Browse Acupressure for Migraine resources from Youtube now.

Yoga and Meditation 

Yoga and meditation can help reduce stress and tension, common triggers for migraines. 

Step-by-step: Practice yoga poses such as child’s pose, seated forward bend, and downward-facing dog to relieve tension in the neck and shoulders. Meditate for a few minutes each day to reduce stress and promote relaxation. Repeat this process daily for the best results. (5)

Browse Yoga and Meditation resources on Youtube now.


In conclusion, migraines can be effectively treated with natural home remedies such as ginger, peppermint oil, magnesium, acupressure, yoga, and meditation. These remedies have been proven to provide relief without the potential side effects of medications. 

Disclaimer: While the natural home remedies discussed in this article have been proven to provide relief from migraine, it is important to keep in mind that if symptoms persist or worsen, it is important to consult a healthcare professional. These remedies should not be considered a substitute for medical advice, diagnosis, or treatment. If you have any concerns about your digestive health, please seek the advice of a qualified healthcare provider.

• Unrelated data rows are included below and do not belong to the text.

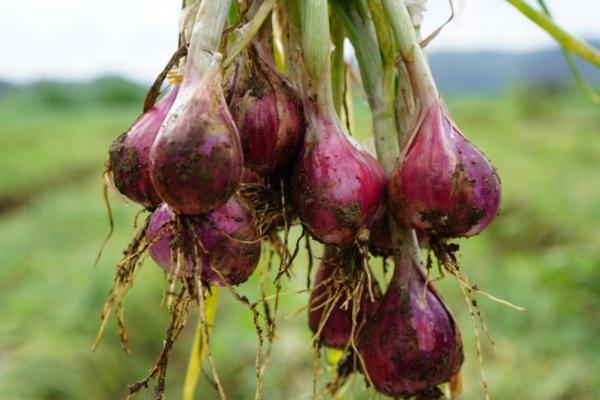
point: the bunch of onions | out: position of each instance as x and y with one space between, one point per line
217 174
129 154
225 242
412 342
196 161
267 111
334 317
338 189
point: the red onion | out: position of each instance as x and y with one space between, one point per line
196 161
329 294
129 154
412 342
229 243
267 112
337 188
444 185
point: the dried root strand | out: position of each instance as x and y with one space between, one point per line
179 315
126 271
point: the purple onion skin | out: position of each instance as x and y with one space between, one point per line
268 114
196 161
412 342
129 154
337 187
445 186
229 235
337 328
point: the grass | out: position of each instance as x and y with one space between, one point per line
541 253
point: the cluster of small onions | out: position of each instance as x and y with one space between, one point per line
189 155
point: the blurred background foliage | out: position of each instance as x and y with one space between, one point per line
541 253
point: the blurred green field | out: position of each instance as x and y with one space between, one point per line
541 253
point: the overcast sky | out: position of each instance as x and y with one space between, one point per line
83 39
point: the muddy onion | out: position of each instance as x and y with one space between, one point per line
329 316
267 111
444 185
412 342
129 154
225 240
196 161
337 187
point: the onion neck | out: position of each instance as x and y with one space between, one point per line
206 36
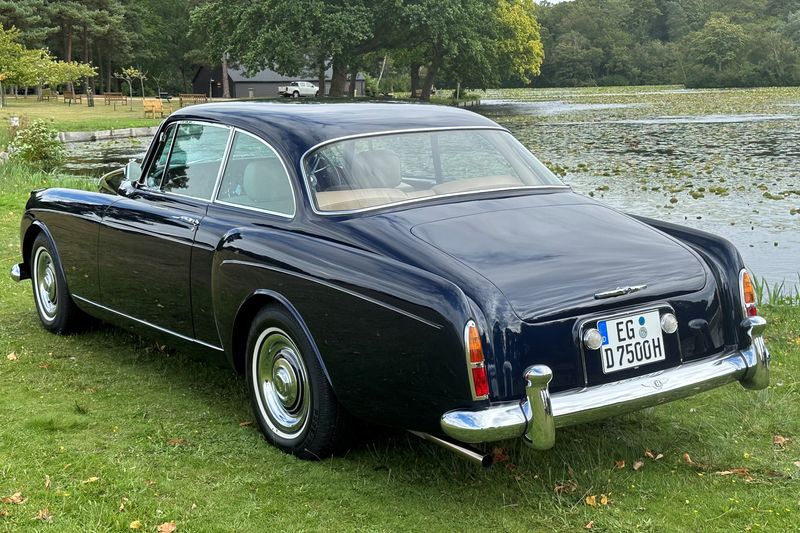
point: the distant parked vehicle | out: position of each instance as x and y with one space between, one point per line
296 89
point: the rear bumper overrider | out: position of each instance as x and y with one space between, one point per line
536 417
19 272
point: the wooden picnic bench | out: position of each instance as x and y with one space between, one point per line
153 106
72 96
114 97
191 98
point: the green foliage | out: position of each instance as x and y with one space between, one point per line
37 145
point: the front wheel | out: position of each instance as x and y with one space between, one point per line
57 312
291 398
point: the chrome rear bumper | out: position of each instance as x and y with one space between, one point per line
537 416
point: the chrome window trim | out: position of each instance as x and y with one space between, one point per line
178 123
215 198
311 196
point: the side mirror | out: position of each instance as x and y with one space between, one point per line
133 171
111 182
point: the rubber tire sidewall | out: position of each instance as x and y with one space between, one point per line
322 435
66 311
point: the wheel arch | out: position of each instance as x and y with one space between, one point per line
36 228
244 317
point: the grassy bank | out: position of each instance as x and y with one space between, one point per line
78 117
104 430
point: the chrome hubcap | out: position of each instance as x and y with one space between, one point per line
281 381
46 283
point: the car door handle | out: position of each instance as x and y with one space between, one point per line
187 219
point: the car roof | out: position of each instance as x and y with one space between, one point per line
300 126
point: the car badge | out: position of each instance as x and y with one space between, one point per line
619 291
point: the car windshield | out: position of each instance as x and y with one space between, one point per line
385 169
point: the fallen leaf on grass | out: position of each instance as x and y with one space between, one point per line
735 471
566 487
15 498
167 527
44 515
780 440
593 501
499 455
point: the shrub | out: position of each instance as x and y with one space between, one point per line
38 145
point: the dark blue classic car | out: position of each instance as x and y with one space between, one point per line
408 265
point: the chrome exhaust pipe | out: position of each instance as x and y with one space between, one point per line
484 459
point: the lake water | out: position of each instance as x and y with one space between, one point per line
724 161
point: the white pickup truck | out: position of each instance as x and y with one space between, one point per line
296 89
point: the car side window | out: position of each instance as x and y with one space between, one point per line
195 159
156 171
255 177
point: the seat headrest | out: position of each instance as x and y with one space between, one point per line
266 181
376 169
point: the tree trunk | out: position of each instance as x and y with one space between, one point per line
68 53
414 80
430 76
226 90
353 76
321 78
109 70
339 78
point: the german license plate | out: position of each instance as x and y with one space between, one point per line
631 341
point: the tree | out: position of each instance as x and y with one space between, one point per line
129 74
719 43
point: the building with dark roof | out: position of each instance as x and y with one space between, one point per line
262 84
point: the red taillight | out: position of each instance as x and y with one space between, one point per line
475 361
748 294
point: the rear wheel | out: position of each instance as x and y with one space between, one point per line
55 307
292 401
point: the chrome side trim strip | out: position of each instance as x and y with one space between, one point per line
536 417
334 286
148 324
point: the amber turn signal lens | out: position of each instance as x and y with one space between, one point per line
474 344
748 294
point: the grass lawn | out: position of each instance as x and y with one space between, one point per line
79 117
103 429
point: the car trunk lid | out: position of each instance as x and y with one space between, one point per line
551 258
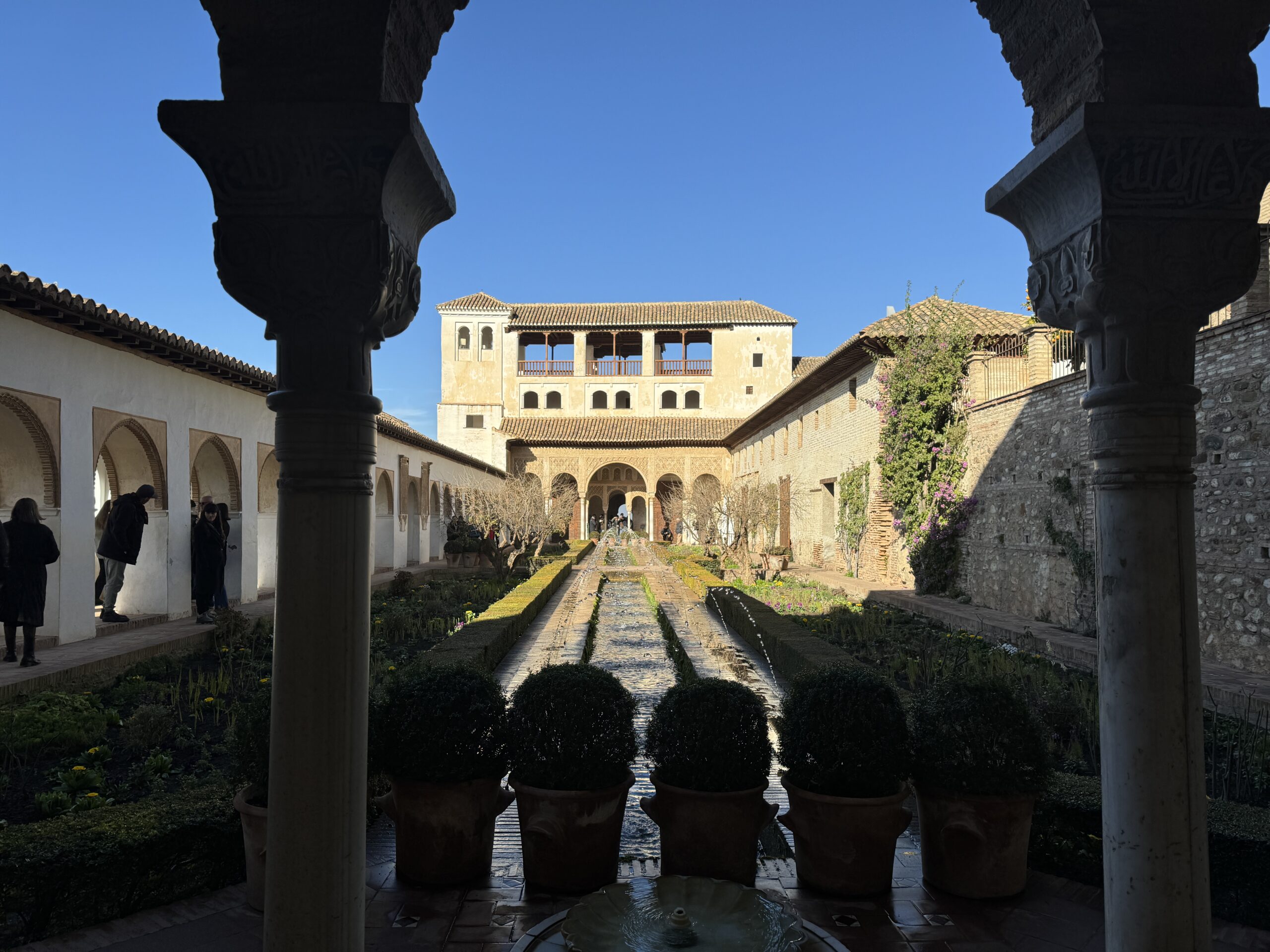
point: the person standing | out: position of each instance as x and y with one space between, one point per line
121 545
209 550
103 516
32 547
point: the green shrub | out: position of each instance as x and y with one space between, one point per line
710 735
55 721
842 733
149 726
105 864
250 743
977 737
440 722
572 728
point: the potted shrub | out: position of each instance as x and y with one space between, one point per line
572 746
980 760
844 743
708 742
440 734
250 744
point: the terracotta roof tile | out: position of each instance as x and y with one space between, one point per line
651 314
982 320
618 431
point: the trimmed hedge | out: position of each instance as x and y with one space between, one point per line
487 638
1067 842
792 648
84 869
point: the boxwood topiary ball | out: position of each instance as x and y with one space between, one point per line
440 724
710 735
978 737
572 728
842 733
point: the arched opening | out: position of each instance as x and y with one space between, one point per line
385 531
436 527
267 524
127 459
412 525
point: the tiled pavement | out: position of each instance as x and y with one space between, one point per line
1236 692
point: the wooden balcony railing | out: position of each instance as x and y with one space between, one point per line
683 368
622 367
545 368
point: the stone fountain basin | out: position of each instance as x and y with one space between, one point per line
722 917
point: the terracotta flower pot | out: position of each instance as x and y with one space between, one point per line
255 834
571 838
976 846
845 846
445 832
709 834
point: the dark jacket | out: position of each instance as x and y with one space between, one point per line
123 537
207 545
31 547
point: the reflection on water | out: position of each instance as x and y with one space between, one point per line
629 644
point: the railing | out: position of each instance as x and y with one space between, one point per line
545 368
683 368
622 367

(1) Maghbooli, M., Golipour, F., & Moghimi Esfandabadi, A. (2014). Comparison between the efficacy of ginger and sumatriptan in the ablative treatment of the common migraine. Phytotherapy Research, 28(3), 412-415.

(2) Gobel, H., Schmidt, G., & Dworschak, M. (1994). Essential plant oils and headache mechanisms. Phytomedicine, 1(2), 93-102.

(3) Sun-Edelstein, C., & Mauskop, A. (2009). Foods and supplements in the management of migraine headaches. Clinical Journal of Pain, 25(5), 446-452.

(4) Ernst, E., & Posadzki, P. (2012). Acupuncture: Does it alleviate pain and are there serious risks? A review of reviews. Pain Research and Management, 17(4), 295-301.

(5) Wachholtz, A. & Pargament, K. (2005). Is there a role for spirituality/religion in pain coping among persons with chronic pain? Journal of Health Psychology, 10(5), 653-662.